Paradójica es, por tanto, nuestra relación con el saber, en tanto que la articulación de los grupos humanos requiere de la forja constante de sentido (en tanto suporte real de toda unicidad colectiva), si bien el fin del mismo es de carácter, en realidad estructural: el sentido es útil tanto en cuanto faculta espacios colectivos de vivificación sensoriometabólica a disposición de los sujetos homeostáticos (a quienes se les presenta el ejercicio un tanto ilusorio de entender su conformidad con el grupo como, finalmente, un acto de su propio poder de imposición personal); aunque más allá de eso, el saber puede volverse mortalmente peligroso para los colectivos al abocar a los individuos hacia cierta violencia intelectual -no coporal inicialmente, eso sí- pero de efecto potencialmente fragmentario respecto al grupo propio de pertenencia.
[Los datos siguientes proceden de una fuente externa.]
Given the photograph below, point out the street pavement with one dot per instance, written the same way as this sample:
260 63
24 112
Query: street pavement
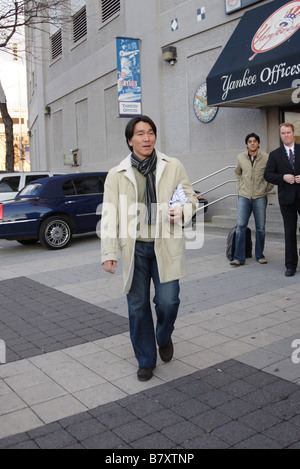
69 380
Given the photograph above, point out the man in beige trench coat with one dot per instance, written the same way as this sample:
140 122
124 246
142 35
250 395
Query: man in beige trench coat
136 217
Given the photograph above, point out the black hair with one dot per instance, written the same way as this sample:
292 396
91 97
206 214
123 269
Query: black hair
132 123
252 135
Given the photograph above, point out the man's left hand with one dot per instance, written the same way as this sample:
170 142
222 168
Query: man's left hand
175 214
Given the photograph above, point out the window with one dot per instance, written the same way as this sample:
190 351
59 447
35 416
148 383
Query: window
109 8
89 185
56 45
30 190
79 25
33 177
12 181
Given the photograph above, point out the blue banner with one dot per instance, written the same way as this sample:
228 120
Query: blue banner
129 77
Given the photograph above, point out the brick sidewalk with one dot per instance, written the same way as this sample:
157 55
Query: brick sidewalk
70 377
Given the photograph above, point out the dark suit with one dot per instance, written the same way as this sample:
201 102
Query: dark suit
289 198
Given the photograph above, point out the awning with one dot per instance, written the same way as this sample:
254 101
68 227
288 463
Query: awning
260 64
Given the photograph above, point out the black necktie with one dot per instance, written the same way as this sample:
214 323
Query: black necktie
291 157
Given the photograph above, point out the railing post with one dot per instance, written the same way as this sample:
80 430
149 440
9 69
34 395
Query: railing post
2 351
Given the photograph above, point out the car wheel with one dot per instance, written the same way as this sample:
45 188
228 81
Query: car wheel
27 242
55 233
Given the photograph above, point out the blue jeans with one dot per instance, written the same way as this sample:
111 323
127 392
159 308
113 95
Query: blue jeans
166 300
245 208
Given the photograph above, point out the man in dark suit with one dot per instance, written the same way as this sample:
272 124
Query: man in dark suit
283 169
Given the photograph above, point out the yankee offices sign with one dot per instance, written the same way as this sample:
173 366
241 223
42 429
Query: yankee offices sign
267 60
278 28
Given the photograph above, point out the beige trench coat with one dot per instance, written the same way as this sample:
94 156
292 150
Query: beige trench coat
119 218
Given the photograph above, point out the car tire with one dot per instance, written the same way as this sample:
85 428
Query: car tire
55 232
27 242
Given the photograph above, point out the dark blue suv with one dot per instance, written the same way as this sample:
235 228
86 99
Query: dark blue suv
51 210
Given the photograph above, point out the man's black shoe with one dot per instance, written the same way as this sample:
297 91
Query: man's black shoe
144 374
290 272
166 352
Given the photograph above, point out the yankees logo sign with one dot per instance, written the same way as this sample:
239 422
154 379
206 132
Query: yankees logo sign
278 28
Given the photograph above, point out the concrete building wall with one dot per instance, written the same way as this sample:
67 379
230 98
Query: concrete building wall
80 87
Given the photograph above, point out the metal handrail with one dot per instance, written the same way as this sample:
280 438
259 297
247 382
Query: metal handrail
219 185
216 187
215 201
213 174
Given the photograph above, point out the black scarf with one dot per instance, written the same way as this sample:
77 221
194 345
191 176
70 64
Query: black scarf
147 167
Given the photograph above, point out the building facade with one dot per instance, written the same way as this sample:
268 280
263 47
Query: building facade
74 120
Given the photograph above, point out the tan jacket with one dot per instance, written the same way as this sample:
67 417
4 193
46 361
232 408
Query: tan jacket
119 218
250 179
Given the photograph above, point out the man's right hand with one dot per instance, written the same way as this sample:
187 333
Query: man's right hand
110 266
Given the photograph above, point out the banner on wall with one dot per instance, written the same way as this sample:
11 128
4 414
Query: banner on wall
129 77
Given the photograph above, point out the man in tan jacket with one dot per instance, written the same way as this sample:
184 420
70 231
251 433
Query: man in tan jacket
252 197
137 218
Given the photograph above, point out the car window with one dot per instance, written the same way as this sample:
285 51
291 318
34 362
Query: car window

O en todo caso y de manera universal, han temido (con verdadero pavor) todas las experiencias culturales el saber demasiado, de tal forma que todas las culturas asimismo universalmente (desde las etnografías más particulares hasta las civilizaciones agrarias, las históricas y también la contemporánea) se auxilian de espacios creados de un saber arcano, reservado solo para iniciados (táctica en sí para rentabilizar la tensión metabólica de los sujetos homeostáticos bajo la presión de tabúes establecidos y mantenidos precisamente con esta función estructural).

Y así, como si de un trauma colectivo se tratara, toda andadura cultural humana empieza acarreando algo así como el pesado secreto de su propia feroz incoherencia, y como a espaldas de nuestra misma capacidad de racionalizarla, pues ¿cómo puede ser que nos debemos, en toda nuestra bondad potencial con la que la experiencia social y socioafectiva nos dota, a la realidad brutal e implacable de, en última instancia, la eliminación física del otro que es lo que, en el fondo críptico antropológico, hace posible la experiencia sedentaria en sí misma? Pero, quien se encarga de una necesaria fachada ya institucional -algo así como la gran rúbrica sobre el tiempo humano sedentario colectivo cuya figura e imagen reclaman para sí el poder sobre la misma vida corporal- es, lógicamente, el regidor: esto es, el soberano quien enmascara con su fáctico dominio sobre la violencia (y los argumentos lógicos que se esgrimen para entenderlo) el hecho desolador de que, en tanto sociedad en el tiempo sedentario ahora viable, nos debemos a una suerte de violencia fundadora anterior e inexorable; o mejor decir que es la imposición fáctica del soberano lo que permite, precisamente, que no sea necesario que esto lo entendamos nunca, y dado que parecería sobrepasar nuestra posibilidad cognitiva.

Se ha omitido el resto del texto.